An Egyptian court has struck down an agreement between Egypt and Saudi Arabia, which would have seen two strategic Red Sea islands transferred to Saudi control.
News of the deal, struck earlier this year between Cairo's cash-strapped government and Riyadh, provoked angry protests by Egyptians, who saw the agreement as a blow to national sovereignty.
Under the agreement, announced in April, the Sanafir and Tiran islands – which are located off the coast of Eilat in southern Israel – would have been ceded to Saudi Arabia. The two islands provide Israel's only access to the Port of Aqaba; it was an Egyptian blockade of that passage which helped spark the 1967 Six Day War. Israel had apparently been notified of the deal.
Egyptian officials defended the agreement by noting that both islands had been under Saudi control until 1950, when Riyadh asked Cairo to "protect them" from Israel. They were captured during the Six Day War and handed to Egypt under its 1979 peace treaty with Israel.
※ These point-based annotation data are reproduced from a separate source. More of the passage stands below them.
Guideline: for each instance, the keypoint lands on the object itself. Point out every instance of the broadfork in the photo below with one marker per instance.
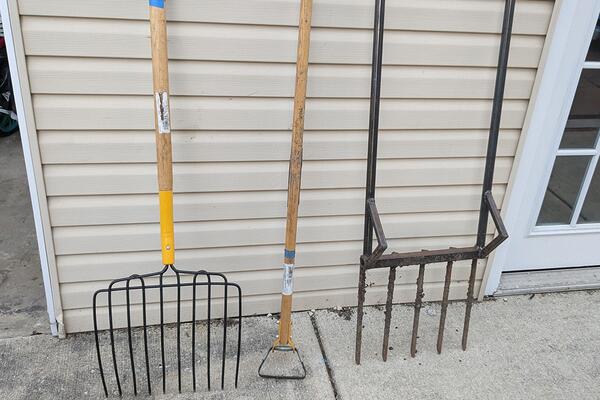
(283, 341)
(164, 283)
(375, 258)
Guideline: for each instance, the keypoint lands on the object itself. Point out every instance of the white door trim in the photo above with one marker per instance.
(34, 177)
(559, 71)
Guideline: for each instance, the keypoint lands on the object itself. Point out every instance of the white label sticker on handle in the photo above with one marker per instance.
(288, 279)
(162, 112)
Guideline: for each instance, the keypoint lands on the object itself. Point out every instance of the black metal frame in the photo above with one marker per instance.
(124, 284)
(372, 259)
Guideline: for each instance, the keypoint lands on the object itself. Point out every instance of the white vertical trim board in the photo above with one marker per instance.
(32, 178)
(562, 60)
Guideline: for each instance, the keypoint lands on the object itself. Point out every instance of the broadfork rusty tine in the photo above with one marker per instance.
(444, 306)
(469, 304)
(388, 313)
(129, 338)
(418, 303)
(362, 277)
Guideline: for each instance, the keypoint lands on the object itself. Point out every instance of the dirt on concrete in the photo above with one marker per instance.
(22, 301)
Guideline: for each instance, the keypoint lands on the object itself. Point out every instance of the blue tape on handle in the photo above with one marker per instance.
(290, 254)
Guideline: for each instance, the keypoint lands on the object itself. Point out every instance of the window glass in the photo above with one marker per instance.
(563, 189)
(594, 51)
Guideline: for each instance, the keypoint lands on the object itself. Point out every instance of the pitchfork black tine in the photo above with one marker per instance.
(209, 294)
(237, 362)
(225, 287)
(388, 313)
(145, 322)
(178, 328)
(194, 329)
(444, 306)
(100, 367)
(112, 337)
(129, 338)
(162, 330)
(418, 303)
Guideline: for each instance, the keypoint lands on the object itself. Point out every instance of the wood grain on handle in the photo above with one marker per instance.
(295, 172)
(162, 121)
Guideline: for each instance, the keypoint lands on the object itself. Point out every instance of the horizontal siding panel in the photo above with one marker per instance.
(199, 78)
(86, 179)
(54, 36)
(81, 319)
(91, 147)
(531, 17)
(79, 295)
(145, 237)
(107, 266)
(55, 112)
(129, 209)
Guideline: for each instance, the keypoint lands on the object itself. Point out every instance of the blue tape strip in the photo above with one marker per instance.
(290, 254)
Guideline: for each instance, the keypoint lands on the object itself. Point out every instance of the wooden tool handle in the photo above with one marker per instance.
(295, 171)
(160, 74)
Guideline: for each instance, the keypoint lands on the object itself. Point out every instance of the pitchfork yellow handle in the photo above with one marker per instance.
(164, 157)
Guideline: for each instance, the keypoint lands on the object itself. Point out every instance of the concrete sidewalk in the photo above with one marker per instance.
(545, 347)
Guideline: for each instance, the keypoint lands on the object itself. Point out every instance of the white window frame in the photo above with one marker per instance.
(558, 76)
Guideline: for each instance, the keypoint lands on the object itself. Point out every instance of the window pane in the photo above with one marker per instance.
(579, 138)
(594, 51)
(561, 195)
(591, 206)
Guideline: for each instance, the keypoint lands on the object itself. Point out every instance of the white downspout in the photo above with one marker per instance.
(31, 178)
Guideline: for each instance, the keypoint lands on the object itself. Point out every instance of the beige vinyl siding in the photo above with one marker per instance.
(232, 75)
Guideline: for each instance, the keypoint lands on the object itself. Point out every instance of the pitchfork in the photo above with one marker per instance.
(170, 280)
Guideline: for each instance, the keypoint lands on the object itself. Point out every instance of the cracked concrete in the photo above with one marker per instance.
(545, 347)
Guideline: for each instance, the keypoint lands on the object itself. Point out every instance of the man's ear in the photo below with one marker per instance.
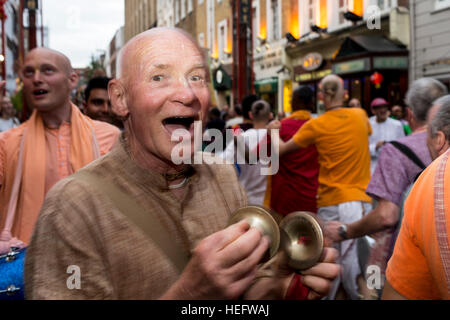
(441, 143)
(116, 92)
(73, 79)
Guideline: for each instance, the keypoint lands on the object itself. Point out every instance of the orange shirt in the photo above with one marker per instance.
(342, 140)
(57, 161)
(415, 269)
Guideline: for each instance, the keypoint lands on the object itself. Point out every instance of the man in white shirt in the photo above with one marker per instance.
(384, 129)
(7, 115)
(250, 175)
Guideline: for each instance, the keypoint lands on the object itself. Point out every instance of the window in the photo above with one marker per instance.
(441, 4)
(255, 23)
(201, 39)
(177, 11)
(275, 18)
(311, 12)
(343, 8)
(183, 9)
(223, 38)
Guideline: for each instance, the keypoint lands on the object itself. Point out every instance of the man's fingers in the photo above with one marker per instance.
(324, 270)
(317, 284)
(329, 255)
(242, 247)
(251, 261)
(223, 238)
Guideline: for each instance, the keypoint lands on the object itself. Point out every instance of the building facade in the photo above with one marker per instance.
(355, 39)
(113, 54)
(140, 15)
(430, 43)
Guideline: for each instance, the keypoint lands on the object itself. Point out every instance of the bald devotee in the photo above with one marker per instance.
(163, 89)
(341, 136)
(418, 268)
(54, 143)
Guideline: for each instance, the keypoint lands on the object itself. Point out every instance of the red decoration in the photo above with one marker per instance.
(376, 79)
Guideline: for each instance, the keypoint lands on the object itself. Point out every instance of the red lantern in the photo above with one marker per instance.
(376, 79)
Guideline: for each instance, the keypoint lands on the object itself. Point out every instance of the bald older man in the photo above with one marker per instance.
(163, 88)
(341, 138)
(54, 143)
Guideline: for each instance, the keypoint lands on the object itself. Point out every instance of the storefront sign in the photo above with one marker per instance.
(267, 85)
(269, 60)
(287, 96)
(312, 75)
(244, 11)
(352, 66)
(390, 62)
(312, 61)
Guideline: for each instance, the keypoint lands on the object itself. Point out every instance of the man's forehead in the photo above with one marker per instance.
(159, 48)
(42, 56)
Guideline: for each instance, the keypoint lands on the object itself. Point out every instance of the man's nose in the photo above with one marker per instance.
(37, 76)
(105, 107)
(184, 92)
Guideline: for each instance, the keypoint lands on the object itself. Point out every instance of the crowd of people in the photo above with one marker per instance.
(95, 186)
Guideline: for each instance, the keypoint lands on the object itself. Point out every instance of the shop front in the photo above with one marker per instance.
(372, 66)
(269, 84)
(312, 69)
(222, 84)
(267, 89)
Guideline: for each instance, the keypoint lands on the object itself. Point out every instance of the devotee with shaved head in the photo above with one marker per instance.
(163, 89)
(341, 137)
(54, 143)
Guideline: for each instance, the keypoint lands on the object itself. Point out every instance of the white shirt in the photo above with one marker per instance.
(249, 175)
(388, 130)
(233, 121)
(6, 124)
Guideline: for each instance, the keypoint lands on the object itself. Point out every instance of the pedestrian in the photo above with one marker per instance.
(341, 136)
(57, 141)
(398, 113)
(418, 268)
(250, 175)
(8, 118)
(354, 103)
(294, 186)
(395, 171)
(163, 88)
(384, 129)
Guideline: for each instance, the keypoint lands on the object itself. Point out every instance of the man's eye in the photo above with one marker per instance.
(158, 78)
(28, 73)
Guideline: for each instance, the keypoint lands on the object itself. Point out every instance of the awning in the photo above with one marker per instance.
(267, 85)
(357, 45)
(221, 78)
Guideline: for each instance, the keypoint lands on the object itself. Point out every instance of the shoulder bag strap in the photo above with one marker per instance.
(439, 217)
(409, 153)
(14, 197)
(148, 223)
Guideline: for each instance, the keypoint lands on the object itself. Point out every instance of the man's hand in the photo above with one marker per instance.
(222, 266)
(379, 145)
(275, 124)
(320, 277)
(2, 92)
(331, 231)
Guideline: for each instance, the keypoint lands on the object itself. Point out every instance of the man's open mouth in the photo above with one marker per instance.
(174, 123)
(40, 92)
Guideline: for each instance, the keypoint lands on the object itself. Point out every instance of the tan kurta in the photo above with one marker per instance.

But the court was unimpressed, and rejected the deal according to reports Tuesday.
Egypt's government can still appeal the ruling in a higher court, which it is likely to do – though that may risk renewed protests.
The government of President Abdel Fatah al-Sisi is desperate for Saudi aid as it continued to struggle with a shattered economy and growing debts, following years of instability after the overthrow of Hosni Mubarak in 2011, and his Islamist successor Mohammed Morsi in 2013.